Thirty-day mortality rates in patients with abdominal aortic aneurysms are reduced by two-thirds when physicians use endovascular repair as opposed to conventional open surgery.
Thirty-day mortality rates in patients with abdominal aortic aneurysms are reduced by two-thirds when physicians use endovascular repair as opposed to conventional open surgery.
The good news for the percutaneous method is tempered, however, by an increase in secondary procedures associated with it, according to researchers at the Imperial College London at Charing Cross Hospital in the U.K.
Dr. Roger Greenhalgh, head of the department of vascular surgery at Imperial College, and colleagues examined nonemergency patients who had been randomly assigned to receive either endovascular aneurysm repair (EVAR) (543) or open surgery (539).
Investigators recruited patients from 41 British hospitals experienced in the EVAR technique. All patients were at least 60 years old and had aneurysms that were at least 5.5 cm.
Thirty-day mortality rates in the patients receiving EVAR were 1.7% compared with 4.7% in the patients undergoing open surgery. However, secondary interventions increased by 75% in the EVAR cohort. The study appeared in the Sept. 4 issue of The Lancet.
It is too soon to tell whether the trade-off between improved 30-day mortality results and an increase in secondary procedures is workable, Greenhalgh said. Long-term durability results are needed to validate these preliminary results. The investigators plan on releasing durability data in June 2005.

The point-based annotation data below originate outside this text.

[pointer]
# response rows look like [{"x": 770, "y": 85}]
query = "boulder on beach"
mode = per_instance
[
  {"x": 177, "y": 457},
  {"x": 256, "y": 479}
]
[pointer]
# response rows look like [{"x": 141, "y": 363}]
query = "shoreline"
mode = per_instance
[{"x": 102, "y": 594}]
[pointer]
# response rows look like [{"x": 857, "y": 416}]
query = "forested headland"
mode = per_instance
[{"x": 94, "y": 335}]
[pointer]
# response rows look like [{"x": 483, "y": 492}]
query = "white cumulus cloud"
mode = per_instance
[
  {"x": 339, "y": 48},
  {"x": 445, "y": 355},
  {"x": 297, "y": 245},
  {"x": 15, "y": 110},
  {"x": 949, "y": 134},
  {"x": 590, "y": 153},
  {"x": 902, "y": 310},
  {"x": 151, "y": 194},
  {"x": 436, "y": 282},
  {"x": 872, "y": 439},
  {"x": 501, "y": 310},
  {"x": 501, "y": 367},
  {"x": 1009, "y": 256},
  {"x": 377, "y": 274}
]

"These early results with EVAR, applied to large aneurysms in suitable patients, provide justification for continued use of this technique in controlled or trial settings," he said.
The rupture rate for aneurysms smaller than 5.5 cm is less than 1% per year, and the Eurostar registry data suggests a 2% complication rate after EVAR. Greenhalgh said that it is not recommended to use EVAR for AAAs smaller than 5.5 cm.